I read most literary genres, but my favorite genre above all else is memoir. I find them the most engaging, surprising and enjoyable. No story is crazier than a true one. Go behind the scenes and find out how these successful people do what they do or got to where they are. If you’re looking for a good read to take your mind off things, skip the fiction and pick up one of these memoirs.
“The Education of An Idealist” by Samantha Power
Samantha Power is a personal hero of mine and was set to be our commencement speaker for the class of 2020 until COVID-19 made graduation no longer possible. Her memoir, published late last year, follows her path from immigrating to America as a young girl with her mother, to her work on reporting genocide and America’s lack of response to the major atrocities of the 20th century, to her time in the Obama administration as UN delegate for the United States. She is a powerhouse and incredibly inspiring. While I am sure her commencement speech would’ve been amazing, her memoir is a great substitute for right now.
“Working” by Robert Caro
Robert Caro has spent his life writing extremely long books about power. He is also known for his daily routine: he wakes up and puts on a full suit simply to spend the whole day by himself writing. And you’ve been wearing the same sweatpants for a week to tune into your 10:20 zoom class, tsk tsk. As a critically acclaimed historian of Robert Moses and Lyndon B. Johnson (LBJ), Caro is known for meticulous and immersive research. To write the first volume of his LBJ series, Caro moved to rural Texas for a few years to truly understand the former president’s upbringing. He’s planning a trip to Vietnam for the final volume that has yet to be released. I’ve never heard of anyone with a better work ethic. Uncharacteristically, Caro’s memoir is quite short, but also quite funny.

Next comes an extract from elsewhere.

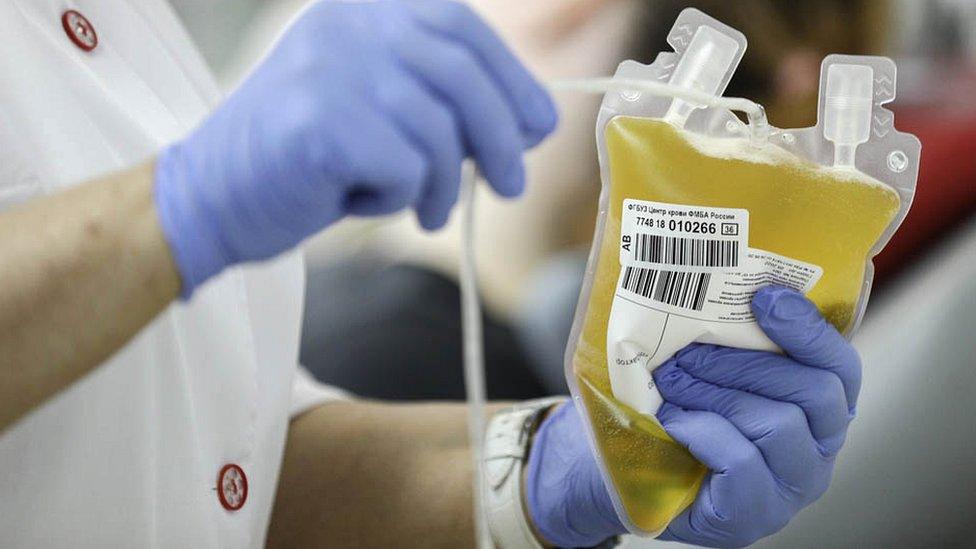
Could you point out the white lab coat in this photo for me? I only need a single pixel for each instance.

“Theft By Finding: Diaries 1977-2002” by David Sedaris
Memoirs give an inside, personal look into the journey of a successful or interesting person. But the authors often tend to just share the parts that make them look good. David Sedaris, on the other hand, bares all and lets readers just literally read his diary (literally). The book spans 25 years of his life, beginning with him working odd jobs and doing meth in North Carolina, to ending with who we know him as today, a famous author and humorist living in Europe with his partner.
“Dreams from My Father: A Story of Race and Inheritance” by Barack Obama
Years before entering politics, President Obama was a community organizer and an incredible writer. The book takes you from Hawaii to Indonesia, California, New York, Chicago and Kenya, detailing his childhood up until his acceptance to Harvard Law School. His prose is beautiful and makes you want him to finish his memoir of the years in the White House even more.

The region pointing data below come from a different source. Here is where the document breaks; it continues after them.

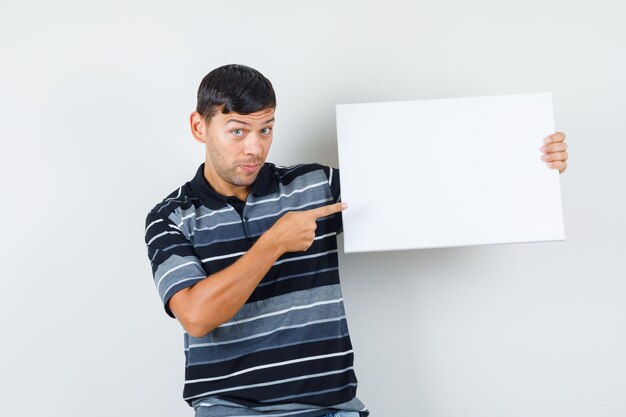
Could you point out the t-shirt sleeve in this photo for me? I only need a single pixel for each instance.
(332, 174)
(175, 264)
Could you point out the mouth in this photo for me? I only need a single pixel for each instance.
(249, 167)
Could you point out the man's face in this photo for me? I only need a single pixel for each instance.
(237, 145)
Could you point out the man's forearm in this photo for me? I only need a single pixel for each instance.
(218, 297)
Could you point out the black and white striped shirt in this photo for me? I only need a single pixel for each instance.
(287, 352)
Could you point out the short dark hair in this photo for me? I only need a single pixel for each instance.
(234, 88)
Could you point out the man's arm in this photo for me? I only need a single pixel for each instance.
(217, 298)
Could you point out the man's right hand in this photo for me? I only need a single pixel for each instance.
(295, 231)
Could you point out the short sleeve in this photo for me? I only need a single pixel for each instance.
(332, 174)
(175, 264)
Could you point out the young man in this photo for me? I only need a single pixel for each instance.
(245, 257)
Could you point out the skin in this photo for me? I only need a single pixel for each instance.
(554, 151)
(236, 147)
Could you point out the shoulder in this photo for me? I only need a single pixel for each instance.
(174, 203)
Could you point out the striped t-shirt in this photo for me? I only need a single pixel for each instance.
(287, 352)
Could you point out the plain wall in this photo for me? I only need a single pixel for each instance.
(94, 106)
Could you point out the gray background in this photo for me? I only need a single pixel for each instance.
(94, 106)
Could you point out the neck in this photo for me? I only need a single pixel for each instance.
(222, 187)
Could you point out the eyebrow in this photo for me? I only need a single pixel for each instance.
(245, 123)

“What I Talk About When I Talk About Running” by Haruki Murakami
I once heard on a podcast someone describe the breakdown of the fans of this memoir as something like 60 percent are Murakami fans, 30 percent are running fanatics and the final 10 percent are both, making this the best book ever for them. I fall within this 10 percent, but it is still a great memoir for all. Murakami journals his path towards completely a marathon, how he came to love running and the parallels he sees between running and writing. If you’re thinking about getting into running during this time of social distancing, pick up this book first.